The court held that the legislature expressly included contract claims within section 900 et seq., and invited either the legislature or the Supreme Court to resolve the split of authority over whether section 900 et seq. applies to contract claims. (Because the plaintiff did not petition for Supreme Court review, the High Court had no opportunity to pick up this gauntlet, at least on this case.)

Baines Pickwick Limited v. City of Los Angeles (2nd Dist., Div. 3, May 20, 1999) 72 Cal.App.4th 298 [85 Cal.Rptr.2d 74].

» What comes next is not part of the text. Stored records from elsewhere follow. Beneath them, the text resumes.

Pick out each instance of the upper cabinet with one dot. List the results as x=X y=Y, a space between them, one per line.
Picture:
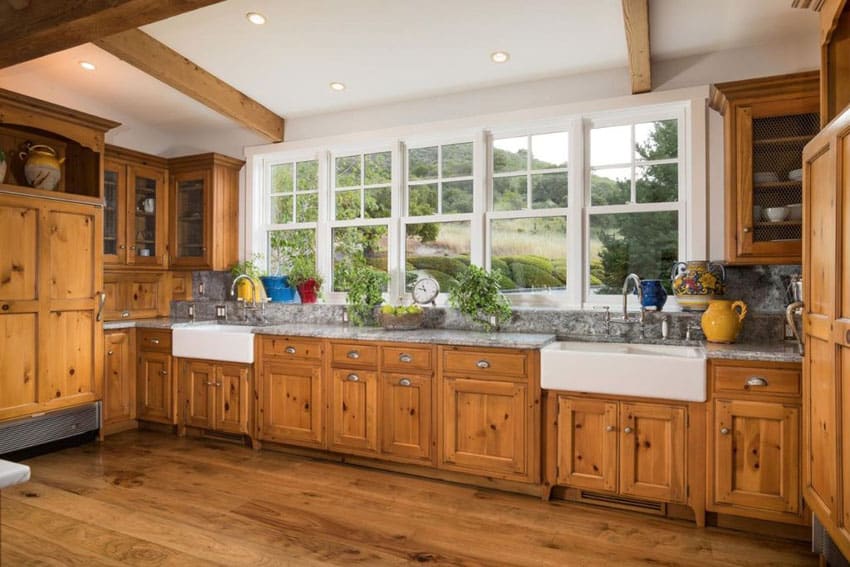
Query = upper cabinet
x=204 y=222
x=767 y=122
x=135 y=211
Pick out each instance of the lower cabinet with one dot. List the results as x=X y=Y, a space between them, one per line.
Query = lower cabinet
x=215 y=395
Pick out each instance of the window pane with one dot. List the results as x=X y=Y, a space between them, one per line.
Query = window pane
x=642 y=243
x=510 y=193
x=354 y=245
x=422 y=200
x=348 y=205
x=281 y=210
x=307 y=173
x=377 y=204
x=610 y=186
x=378 y=168
x=549 y=151
x=284 y=245
x=457 y=197
x=307 y=207
x=282 y=178
x=530 y=253
x=657 y=183
x=548 y=190
x=457 y=160
x=610 y=145
x=422 y=163
x=510 y=154
x=348 y=171
x=436 y=249
x=657 y=140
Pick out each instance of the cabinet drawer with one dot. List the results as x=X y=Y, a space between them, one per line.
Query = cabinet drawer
x=755 y=380
x=293 y=348
x=354 y=354
x=154 y=340
x=406 y=359
x=485 y=363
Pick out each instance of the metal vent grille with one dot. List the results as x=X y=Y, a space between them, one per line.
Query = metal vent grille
x=54 y=426
x=777 y=159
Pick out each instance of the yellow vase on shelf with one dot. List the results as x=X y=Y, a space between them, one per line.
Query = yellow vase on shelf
x=723 y=320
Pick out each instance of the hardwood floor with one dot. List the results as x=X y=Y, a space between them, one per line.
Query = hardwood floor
x=144 y=498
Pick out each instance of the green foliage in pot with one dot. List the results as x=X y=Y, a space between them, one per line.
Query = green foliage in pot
x=365 y=286
x=477 y=295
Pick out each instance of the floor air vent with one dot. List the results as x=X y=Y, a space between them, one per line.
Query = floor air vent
x=36 y=430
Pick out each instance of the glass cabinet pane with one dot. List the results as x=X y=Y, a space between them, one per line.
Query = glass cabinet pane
x=190 y=218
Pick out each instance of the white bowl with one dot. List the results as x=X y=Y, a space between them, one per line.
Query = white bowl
x=795 y=212
x=765 y=177
x=776 y=214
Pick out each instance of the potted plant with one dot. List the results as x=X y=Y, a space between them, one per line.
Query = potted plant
x=477 y=294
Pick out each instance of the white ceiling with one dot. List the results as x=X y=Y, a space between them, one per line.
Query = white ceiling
x=386 y=51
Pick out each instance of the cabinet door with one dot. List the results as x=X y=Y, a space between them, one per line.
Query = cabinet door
x=146 y=209
x=485 y=426
x=652 y=451
x=231 y=398
x=155 y=387
x=191 y=230
x=198 y=382
x=587 y=444
x=406 y=416
x=114 y=212
x=291 y=403
x=757 y=455
x=119 y=386
x=354 y=410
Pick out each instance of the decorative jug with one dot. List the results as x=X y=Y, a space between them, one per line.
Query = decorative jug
x=653 y=294
x=42 y=167
x=695 y=283
x=723 y=320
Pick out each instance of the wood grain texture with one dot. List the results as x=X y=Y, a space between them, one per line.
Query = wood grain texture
x=166 y=65
x=47 y=26
x=636 y=21
x=150 y=499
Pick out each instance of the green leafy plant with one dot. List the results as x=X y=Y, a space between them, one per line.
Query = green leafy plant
x=365 y=286
x=477 y=295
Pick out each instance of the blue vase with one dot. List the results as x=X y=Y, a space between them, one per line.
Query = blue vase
x=653 y=294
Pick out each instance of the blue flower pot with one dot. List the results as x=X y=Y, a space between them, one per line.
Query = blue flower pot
x=653 y=294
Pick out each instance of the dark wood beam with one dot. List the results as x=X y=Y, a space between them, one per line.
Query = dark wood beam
x=33 y=29
x=636 y=20
x=164 y=64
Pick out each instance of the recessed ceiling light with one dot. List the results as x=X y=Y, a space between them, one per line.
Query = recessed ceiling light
x=500 y=56
x=256 y=18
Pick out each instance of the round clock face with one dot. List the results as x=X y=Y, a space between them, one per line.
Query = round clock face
x=425 y=290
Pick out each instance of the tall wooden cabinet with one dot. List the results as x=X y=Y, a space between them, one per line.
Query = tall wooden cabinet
x=767 y=122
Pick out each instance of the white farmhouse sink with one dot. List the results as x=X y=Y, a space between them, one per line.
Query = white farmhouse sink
x=230 y=343
x=652 y=371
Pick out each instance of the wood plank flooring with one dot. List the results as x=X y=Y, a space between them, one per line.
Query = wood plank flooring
x=144 y=498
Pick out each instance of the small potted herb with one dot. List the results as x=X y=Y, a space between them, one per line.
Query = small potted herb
x=477 y=294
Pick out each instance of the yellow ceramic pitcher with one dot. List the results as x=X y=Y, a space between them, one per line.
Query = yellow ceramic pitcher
x=723 y=320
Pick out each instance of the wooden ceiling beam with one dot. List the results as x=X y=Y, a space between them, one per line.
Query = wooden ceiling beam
x=32 y=29
x=166 y=65
x=636 y=20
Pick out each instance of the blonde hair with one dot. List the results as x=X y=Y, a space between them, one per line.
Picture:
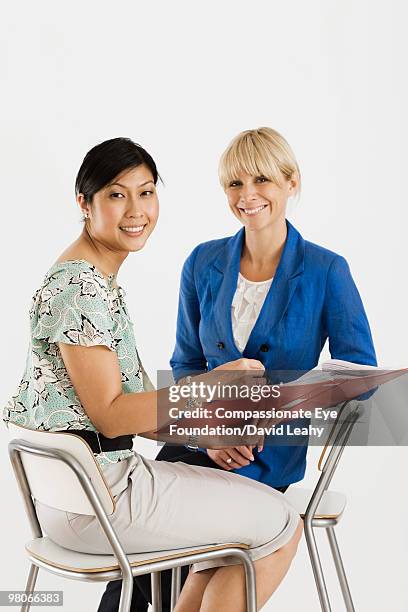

The legislature has amended Government Code section 911.4 (which sets the deadline for filing a late claim application) to add subdivision (d), a tolling provision that applies to children who are removed from their parents' custody. The time during which the child is detained or adjudged a dependent of the juvenile court is not counted if:

  1. The child is in the custody and control of an agency of the public entity to which the claim is to be presented; and
  2. That public entity (or its agency):
    1. (a) Is required to make a report of injury, abuse or neglect to the juvenile court or the minor's attorney; and
    2. (b) The entity or agency fails to make that report within the time period required by statute of enactment (with the time to report commencing on the date the entity or agency becomes award of the injury, abuse or neglect).

Further, if the entity or agency makes a late report, the "claim period" is tolled for the period of the delay caused by the failure to make a timely report. (It is unclear if "claim period" refers to the time to file a late claim application, or the time to actually present a claim.)